I noticed that many of the significant SNPs for allelic imbalance are SNPs that have only the reference allele in the ChIP-seq data. See the first 10 lines as an example from your file ASB.auto.v2.1.aug16.txt.tgz that can be downloaded from AlleleDB database :
chr start end TF_indiv_ASB ref alt cA cC cG cT p.binomial p.betabinomial
chr1 91604 91605 SA1_NA19099_ASB C T 0 45 0 0 5.68E-14 0.000376021311925
chr1 714018 714019 POL2_NA18505_ASB A G 2 0 19 0 0.000221252441406 0.003114747121148
chr1 714018 714019 POL2_NA19099_ASB A G 2 0 19 0 0.000221252441406 0.002559182427128
chr1 762484 762485 RPB2_NA11894_ASB C A 0 11 0 0 0.0009765625 0.004566586027278
chr1 762600 762601 RPB2_NA11894_ASB T C 0 12 0 0 0.00048828125 0.002968280917731
chr1 840035 840036 SA1_NA18951_ASB T G 0 0 1 168 2.44E-37 0.001745366786663
chr1 937397 937398 SA1_NA19099_ASB G A 0 0 81 0 8.27E-25 5.03E-05
chr1 1167795 1167796 RPB2_NA11894_ASB C T 0 26 0 0 2.98E-08 2.29E-05
chr1 1407371 1407372 RPB2_NA11831_ASB T C 0 0 0 41 9.09E-13 0.000260638330353
chr1 1551110 1551111 POL2_NA19099_ASB C G 0 30 0 0 1.86E-09 1.67E-06
If I understand well allelic imbalance, only SNPs with genotypes that are heterozygous are tested for allelic imbalance.

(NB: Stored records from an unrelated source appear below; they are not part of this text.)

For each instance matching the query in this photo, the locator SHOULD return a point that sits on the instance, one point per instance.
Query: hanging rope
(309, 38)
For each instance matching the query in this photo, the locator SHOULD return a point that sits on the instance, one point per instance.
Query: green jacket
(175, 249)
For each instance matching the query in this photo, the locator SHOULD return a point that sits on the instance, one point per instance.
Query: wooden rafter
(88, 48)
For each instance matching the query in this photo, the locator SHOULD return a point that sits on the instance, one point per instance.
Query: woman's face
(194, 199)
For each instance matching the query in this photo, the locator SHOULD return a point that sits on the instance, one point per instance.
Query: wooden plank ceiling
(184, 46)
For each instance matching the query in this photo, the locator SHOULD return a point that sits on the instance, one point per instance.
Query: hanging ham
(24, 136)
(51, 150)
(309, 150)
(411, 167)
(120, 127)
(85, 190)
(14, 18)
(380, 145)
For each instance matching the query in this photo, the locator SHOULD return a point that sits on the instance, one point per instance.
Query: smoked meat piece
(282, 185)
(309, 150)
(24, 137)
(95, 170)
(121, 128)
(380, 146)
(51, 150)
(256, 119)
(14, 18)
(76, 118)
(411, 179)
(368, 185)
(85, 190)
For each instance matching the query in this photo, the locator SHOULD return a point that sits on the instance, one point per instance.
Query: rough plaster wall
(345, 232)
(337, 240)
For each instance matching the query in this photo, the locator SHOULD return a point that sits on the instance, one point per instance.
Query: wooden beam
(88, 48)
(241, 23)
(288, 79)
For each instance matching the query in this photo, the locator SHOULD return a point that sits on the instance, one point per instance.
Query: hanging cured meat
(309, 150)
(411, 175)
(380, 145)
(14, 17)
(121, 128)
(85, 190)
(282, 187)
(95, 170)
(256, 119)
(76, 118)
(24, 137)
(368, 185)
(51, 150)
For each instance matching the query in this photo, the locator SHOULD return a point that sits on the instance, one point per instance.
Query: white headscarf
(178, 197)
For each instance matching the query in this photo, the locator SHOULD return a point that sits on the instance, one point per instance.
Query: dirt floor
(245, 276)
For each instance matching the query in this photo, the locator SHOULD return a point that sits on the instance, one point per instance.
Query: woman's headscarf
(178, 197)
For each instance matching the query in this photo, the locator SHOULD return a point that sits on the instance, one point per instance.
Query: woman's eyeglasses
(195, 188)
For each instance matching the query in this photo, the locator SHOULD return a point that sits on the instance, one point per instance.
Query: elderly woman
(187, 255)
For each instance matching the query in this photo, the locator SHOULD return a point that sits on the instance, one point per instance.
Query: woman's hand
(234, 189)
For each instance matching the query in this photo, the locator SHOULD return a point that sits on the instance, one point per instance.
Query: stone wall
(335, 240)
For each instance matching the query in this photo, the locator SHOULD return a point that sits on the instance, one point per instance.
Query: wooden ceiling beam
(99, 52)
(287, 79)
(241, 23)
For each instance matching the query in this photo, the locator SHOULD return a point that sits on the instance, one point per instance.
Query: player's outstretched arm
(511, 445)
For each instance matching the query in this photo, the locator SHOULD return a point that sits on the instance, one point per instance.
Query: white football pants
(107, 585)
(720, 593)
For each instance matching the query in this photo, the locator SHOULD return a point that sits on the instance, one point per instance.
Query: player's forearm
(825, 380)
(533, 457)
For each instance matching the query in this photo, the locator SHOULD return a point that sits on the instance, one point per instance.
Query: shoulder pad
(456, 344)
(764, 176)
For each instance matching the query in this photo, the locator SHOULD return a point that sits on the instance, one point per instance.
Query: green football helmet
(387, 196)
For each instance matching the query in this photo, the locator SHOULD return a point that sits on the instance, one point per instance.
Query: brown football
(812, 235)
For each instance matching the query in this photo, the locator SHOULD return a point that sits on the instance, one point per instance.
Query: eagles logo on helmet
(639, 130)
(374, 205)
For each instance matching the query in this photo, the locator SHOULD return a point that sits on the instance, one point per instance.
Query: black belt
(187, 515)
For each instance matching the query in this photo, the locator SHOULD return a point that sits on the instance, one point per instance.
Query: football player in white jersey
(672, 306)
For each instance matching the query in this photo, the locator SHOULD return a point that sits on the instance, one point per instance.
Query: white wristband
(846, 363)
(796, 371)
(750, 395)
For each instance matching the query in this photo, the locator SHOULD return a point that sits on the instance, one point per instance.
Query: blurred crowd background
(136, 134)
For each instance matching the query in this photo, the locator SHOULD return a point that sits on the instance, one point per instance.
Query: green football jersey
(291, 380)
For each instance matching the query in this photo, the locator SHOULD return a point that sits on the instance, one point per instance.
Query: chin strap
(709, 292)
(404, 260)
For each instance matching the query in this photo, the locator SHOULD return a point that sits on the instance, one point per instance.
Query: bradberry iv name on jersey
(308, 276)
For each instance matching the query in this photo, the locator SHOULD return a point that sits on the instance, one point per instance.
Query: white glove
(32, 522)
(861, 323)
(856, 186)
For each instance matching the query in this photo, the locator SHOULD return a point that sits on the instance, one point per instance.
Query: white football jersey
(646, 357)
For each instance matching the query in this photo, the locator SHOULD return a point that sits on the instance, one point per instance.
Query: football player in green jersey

In this case, the first SNP in the above table (for instance) has a genotype C/T, but shows 45 reads with C and 0 reads with T. This is indeed a strong allelic imbalance. In your data, there are many examples like that.
However, I heard many biologists saying that cell lines are not stable and mutations accumulate over time.
Is it possible that the first SNP is actually homozygous C/C in the cells used for ChIP-seq experiment because of mutations that occurred during cell culture, given that the genotyping by 1000 Genome project and the ChIP-seq experiment might have been done at different times or by different labs?
What do you think?
Thank you for your interest in AlleleDB!
Right, only heterozygous SNVs are tested for the imbalance. We used the 1000G Project variants for these analyses, did not call them ourselves. Indeed, allelic calculations are very sensitive to genotype calls. Thus, a false-positive heterozygous SNV call, as well as a mutation in the cell-line as you described (not sure if there can be many of those), could lead to a false allelic imbalance call. If this is crucial for your analyses, a simple strategy would probably be filtering the call-set to keep only the SNVs where the ‘weaker’ allele is supported by at least one read, though this would remove some true strong imbalance calls as well.